La seconde raison de la faible compétitivité de certains réseaux est liée à des coûts de production "anormalement élevés". Cette fois-ci, ce sont les réseaux les plus récents qui sont pointés du doigt, et en particulier ceux qui recourent aux énergies renouvelables. "Leur intention première était sûrement d'être exemplaires (…) mais il semblerait que le volet [économique] ait été oublié en chemin", critique le rapport. D'un point de vue économique, l'énergie la plus rentable, selon le rapport, est la chaleur récupérée de l'incinération des déchets et utilisée en "base". Certes, la géothermie et la cogénération permettent de moduler la production en fonction des besoins, mais l'amortissement des investissements "n'en sera que plus difficile". Quant aux chaudières biomasse, elles ajoutent plus de problèmes qu'elles n'en résolvent : souplesse de modulation limitée (du fait de l'inertie de la combustion du bois) et dégradation du rendement et de la durée de vie en fonctionnement à faible taux de charge. "Les seules énergies qui permettent de moduler aisément les puissances de chauffe (…) sont le gaz et le fioul", estime le Plan qui justifie ainsi le recours aux chaudières multi-énergies.
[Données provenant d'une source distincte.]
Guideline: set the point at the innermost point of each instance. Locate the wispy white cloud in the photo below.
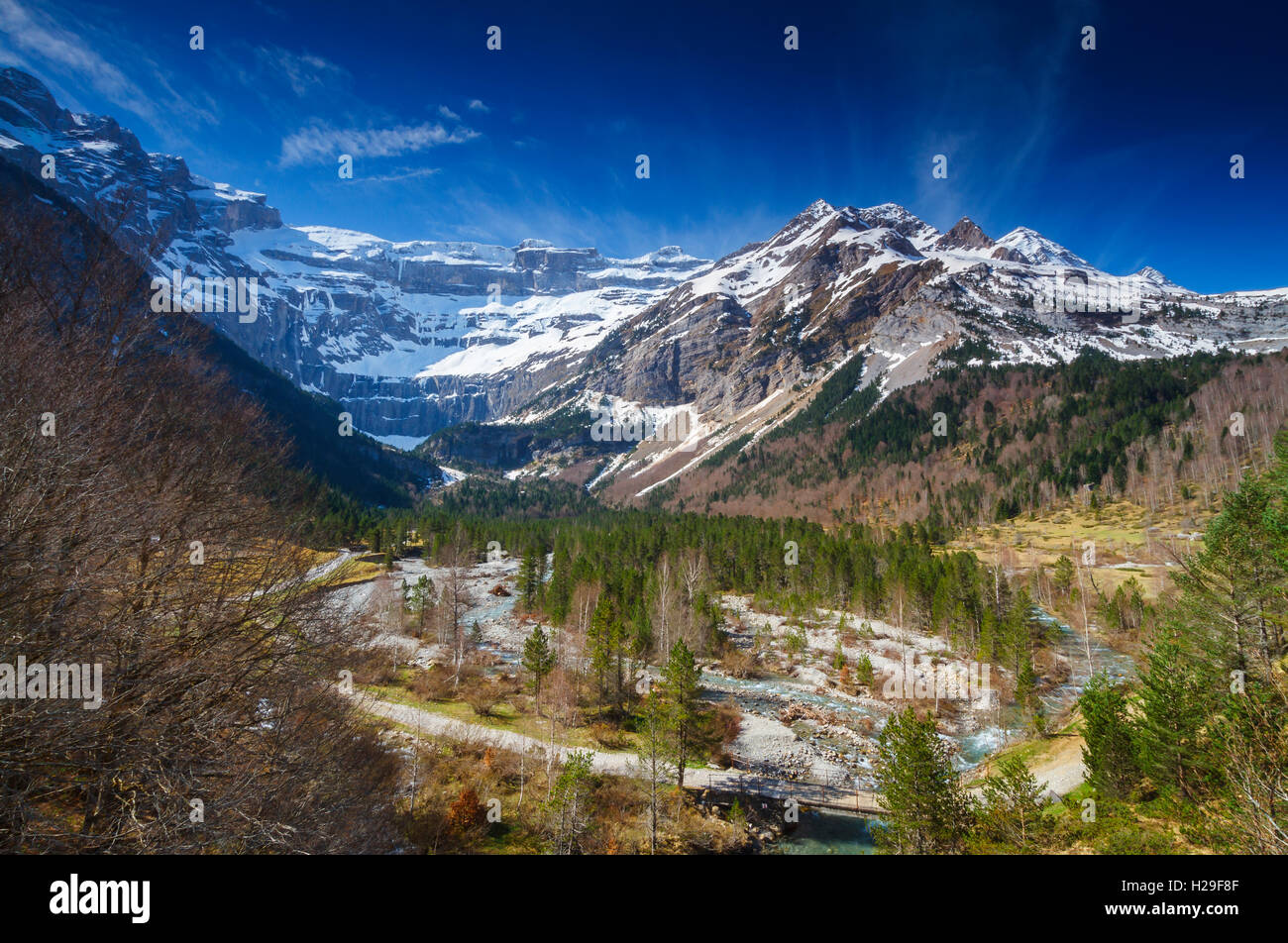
(37, 40)
(322, 141)
(399, 175)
Assujettir les subventions à la rentabilité
Pour remédier aux problèmes économiques identifiés par le Plan, le rapport soumet quatre séries de recommandations. Tout d'abord, il s'agit de mieux connaître les réseaux. Pour aller au-delà des statistiques du ministère de l'Environnement, le rapport suggère de rendre exhaustives les enquêtes annuelles et de les modifier pour pouvoir évaluer la rentabilité économique des réseaux. Il convient aussi d'inclure les réseaux publics universitaires dans les études. L'objectif est ici d'identifier l'origine des "situations anormales".
La deuxième série de propositions s'intéresse au cœur du problème : l'amélioration de la compétitivité économique des réseaux les moins performants. Pour cela, le Plan propose d'imposer des audits juridique et technique des réseaux. Ces audits seraient réalisés par des professionnels agréés et assortis de propositions d'amélioration. Les travaux d'amélioration proposés pourraient être financés par des aides publiques, et notamment celles du Fonds chaleur. Plus globalement, le rapport propose de conditionner l'obtention des subventions publiques à des obligations de rentabilité économique. Le plan recommande aussi d'assujettir l'attribution des subventions du Fonds chaleur aux quantités de chaleur non seulement produites mais aussi consommées.
Quant aux acteurs en charge de la conception, de l'exploitation et de la maintenance des réseaux, ils devraient être assujettis à des systèmes de certification professionnelle spécifiques. Le dispositif s'inspire de celui applicable au chauffage, à la plomberie ou aux installations électriques.
Enfin, une dernière série de propositions doit permettre d'augmenter le nombre d'usagers raccordés à un réseau existant. Ce point vise en particulier les réseaux utilisant majoritairement des énergies renouvelables ou l'énergie récupérée de l'incinération des déchets. L'objectif est ici d'améliorer la compétitivité en réduisant proportionnellement la part fixe du prix de la chaleur. Il propose, en particulier, de subventionner les travaux de raccordement via le Fonds chaleur et de les faire bénéficier du crédit d'impôt pour la transition énergétique (CITE). Le rapport suggère aussi d'imaginer un mécanisme de garantie de l'avantage économique des projets, face à des aléas tels qu'une forte baisse du prix d'énergies fossiles concurrentes.